Take care with your smaller pets as well. Rabbits, birds, hamsters, pet rats and mice, and gerbils are especially sensitive to heat and cannot handle hot temperatures for extended periods of time. Keep their cages out of direct sunlight and always ensure they have cool, clean water.
If your dogs go to the beach or pool with you, provide them with plenty of fresh water and shade. Watch for hot concrete and hot sand burning their paws. Like humans, your pooch can get sunburned while playing in the water, so you may need to use water-repellent sunscreen specially formulated for dogs.
Because dogs do not sweat – they release extra body heat through panting – be aware to watch your pet’s breathing for signs of heat exhaustion or heat stroke. These conditions can appear quite suddenly on a warm day, and your dog will need immediate attention and veterinary care to avoid becoming extremely ill or even dying. Some of the signs of heat exhaustion and heat stroke are listed below.
Symptoms of Heat Exhaustion
- Heavy panting, gasping for air, huffing and puffing even after minimal exercise
- Abnormally rapid heartbeat along with the rapid breathing
- Pet appears mentally dazed, becomes ataxic (walks with a stumbling gait), collapses and can’t get up, or faints
- Uncontrollable vomiting
- Seizure-like tremors caused by muscle cramps
Symptoms of Heat Stroke
- Struggling for breath, rapid, open-mouthed breathing or loud, heaving panting
- The sudden stopping of panting
- Very high body temperature over 104º
- Vomiting and/or diarrhea
- Excessive drooling or frothing at the mouth with dark, red gums
- Anxiety or agitation, confusion, dizziness, uncoordinated walking or pacing
- Lethargy or weakness
- Absent, vacant stare with dilated pupils or glazed eyes
- Muscle tremors, collapse, fainting, shaking or seizures
If you suspect your pet is suffering from either heat exhaustion or heat stroke, there are some things you can do to stabilize her BEFORE you get her to your vet’s office. You should:
- Move your animal to a well-shaded area out of the sun, either under a tree or into an air-conditioned building.
- Take the temperature rectally if at all possible. This is information your veterinarian will need to provide her with the best possible treatment.
- Offer your pet a small amount of tepid water to drink. Make sure the water is not icy or too cold, and only allow her to lap up a tiny amount. Drinking large amounts of water could cause her to vomit. If she refuses the water, open her mouth and wipe around her tongue and airway with a clean, wet rag to remove any fluid or mucous and allow for freer breathing or panting.

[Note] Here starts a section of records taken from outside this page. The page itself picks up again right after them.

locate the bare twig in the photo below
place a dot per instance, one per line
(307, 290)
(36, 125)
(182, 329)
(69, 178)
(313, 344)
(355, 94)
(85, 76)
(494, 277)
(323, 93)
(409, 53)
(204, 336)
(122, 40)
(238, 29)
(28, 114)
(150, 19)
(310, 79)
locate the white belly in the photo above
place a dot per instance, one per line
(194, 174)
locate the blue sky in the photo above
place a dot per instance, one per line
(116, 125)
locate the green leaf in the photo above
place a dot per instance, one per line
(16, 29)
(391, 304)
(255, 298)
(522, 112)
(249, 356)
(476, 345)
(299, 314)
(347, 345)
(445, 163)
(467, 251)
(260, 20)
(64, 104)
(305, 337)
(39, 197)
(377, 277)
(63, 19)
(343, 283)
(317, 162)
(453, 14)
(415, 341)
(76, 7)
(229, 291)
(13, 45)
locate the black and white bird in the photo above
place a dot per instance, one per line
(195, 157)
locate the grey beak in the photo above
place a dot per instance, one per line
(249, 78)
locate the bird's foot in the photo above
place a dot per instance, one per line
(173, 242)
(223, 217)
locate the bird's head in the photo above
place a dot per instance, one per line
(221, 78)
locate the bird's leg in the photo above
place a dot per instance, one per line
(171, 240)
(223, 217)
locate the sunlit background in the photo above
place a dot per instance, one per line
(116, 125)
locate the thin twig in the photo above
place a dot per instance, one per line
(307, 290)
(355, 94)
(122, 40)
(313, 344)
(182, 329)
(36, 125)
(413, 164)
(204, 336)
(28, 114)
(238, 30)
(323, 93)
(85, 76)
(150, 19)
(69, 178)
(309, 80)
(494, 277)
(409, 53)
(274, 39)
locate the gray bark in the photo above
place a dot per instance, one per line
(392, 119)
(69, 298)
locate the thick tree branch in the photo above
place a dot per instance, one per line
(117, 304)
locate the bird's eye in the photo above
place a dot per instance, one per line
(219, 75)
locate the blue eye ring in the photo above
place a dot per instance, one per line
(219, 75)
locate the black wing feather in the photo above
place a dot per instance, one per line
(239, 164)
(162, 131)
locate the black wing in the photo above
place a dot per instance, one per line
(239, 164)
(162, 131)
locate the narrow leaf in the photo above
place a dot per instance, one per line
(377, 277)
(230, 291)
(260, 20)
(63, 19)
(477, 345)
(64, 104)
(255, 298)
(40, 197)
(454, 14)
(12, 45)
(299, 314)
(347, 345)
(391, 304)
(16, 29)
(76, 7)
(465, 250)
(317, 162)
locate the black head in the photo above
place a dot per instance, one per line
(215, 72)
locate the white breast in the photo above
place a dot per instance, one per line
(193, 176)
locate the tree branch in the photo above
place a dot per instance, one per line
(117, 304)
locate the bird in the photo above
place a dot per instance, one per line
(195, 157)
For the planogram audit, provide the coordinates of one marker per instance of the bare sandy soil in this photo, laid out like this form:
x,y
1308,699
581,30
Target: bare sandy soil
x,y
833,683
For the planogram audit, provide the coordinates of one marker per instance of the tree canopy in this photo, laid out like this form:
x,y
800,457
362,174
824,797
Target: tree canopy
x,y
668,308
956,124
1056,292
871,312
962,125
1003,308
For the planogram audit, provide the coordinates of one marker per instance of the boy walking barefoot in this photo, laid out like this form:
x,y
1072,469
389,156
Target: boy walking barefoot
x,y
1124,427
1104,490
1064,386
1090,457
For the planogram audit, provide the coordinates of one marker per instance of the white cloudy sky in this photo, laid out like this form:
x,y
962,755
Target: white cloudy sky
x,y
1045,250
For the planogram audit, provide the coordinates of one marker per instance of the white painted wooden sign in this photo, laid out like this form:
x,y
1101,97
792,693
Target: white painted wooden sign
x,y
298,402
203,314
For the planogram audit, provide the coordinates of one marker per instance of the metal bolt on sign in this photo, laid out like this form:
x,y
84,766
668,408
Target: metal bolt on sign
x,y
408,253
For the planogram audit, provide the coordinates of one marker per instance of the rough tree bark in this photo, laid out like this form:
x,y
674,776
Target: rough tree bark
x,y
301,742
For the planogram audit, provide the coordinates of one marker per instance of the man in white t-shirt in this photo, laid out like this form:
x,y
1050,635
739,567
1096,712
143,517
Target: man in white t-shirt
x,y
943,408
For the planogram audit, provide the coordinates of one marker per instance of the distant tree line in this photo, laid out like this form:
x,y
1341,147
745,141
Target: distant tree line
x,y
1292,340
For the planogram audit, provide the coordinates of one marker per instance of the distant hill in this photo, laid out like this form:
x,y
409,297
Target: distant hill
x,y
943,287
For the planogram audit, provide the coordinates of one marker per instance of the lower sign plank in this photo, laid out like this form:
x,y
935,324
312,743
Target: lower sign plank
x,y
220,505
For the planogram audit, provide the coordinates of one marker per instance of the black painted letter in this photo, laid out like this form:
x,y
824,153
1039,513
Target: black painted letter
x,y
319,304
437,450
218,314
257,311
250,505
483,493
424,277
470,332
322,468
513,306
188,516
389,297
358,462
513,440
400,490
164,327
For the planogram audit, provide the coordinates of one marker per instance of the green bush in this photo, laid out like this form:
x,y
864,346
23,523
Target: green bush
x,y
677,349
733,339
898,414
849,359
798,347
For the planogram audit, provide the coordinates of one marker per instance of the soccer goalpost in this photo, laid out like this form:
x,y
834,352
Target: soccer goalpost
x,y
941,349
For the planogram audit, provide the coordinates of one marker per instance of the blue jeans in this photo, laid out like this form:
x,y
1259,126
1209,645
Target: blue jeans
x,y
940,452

- Sponge or rinse your pet’s body with COOL, not cold, water. Cold water can cause her blood vessels to constrict, throwing her into shock. Pay particular attention to her head, tummy, and groin, as these are the areas that can get overheated very quickly.
- Place a fan on her damp body to alleviate some of the heat. Cooling air helps the evaporating water cool her down faster. If a fan is not available – and you know your pup won’t become agitated – use your towel or a newspaper to fan the air around her.
- Be prepared to perform CPR if she stops breathing or you lose a heartbeat.
- Transport your pet to the veterinarian as soon as possible. She will most likely need intravenous fluid and electrolyte replacements and can only receive that treatment in clinic.
Leaving a pet in a parked car on a warm day – even with the windows cracked – is a recipe for disaster.
Did you know the temperature in your car…
…can rise 19 degrees in just 10 minutes?
…can increase 29 degrees in just 20 minutes?
…can go up 34 degrees in 30 minutes?
…can be 43 degrees warmer in an hour?
That means, on a typical Texas summer day reaching 95º F, the inside of your car could hit 129º in just 20 minutes, and your beloved companion could become very sick or even die, according to the American Veterinary Medical Association.
If you suspect your pet is a showing signs of heat exhaustion or heat stroke, seek immediate veterinary care.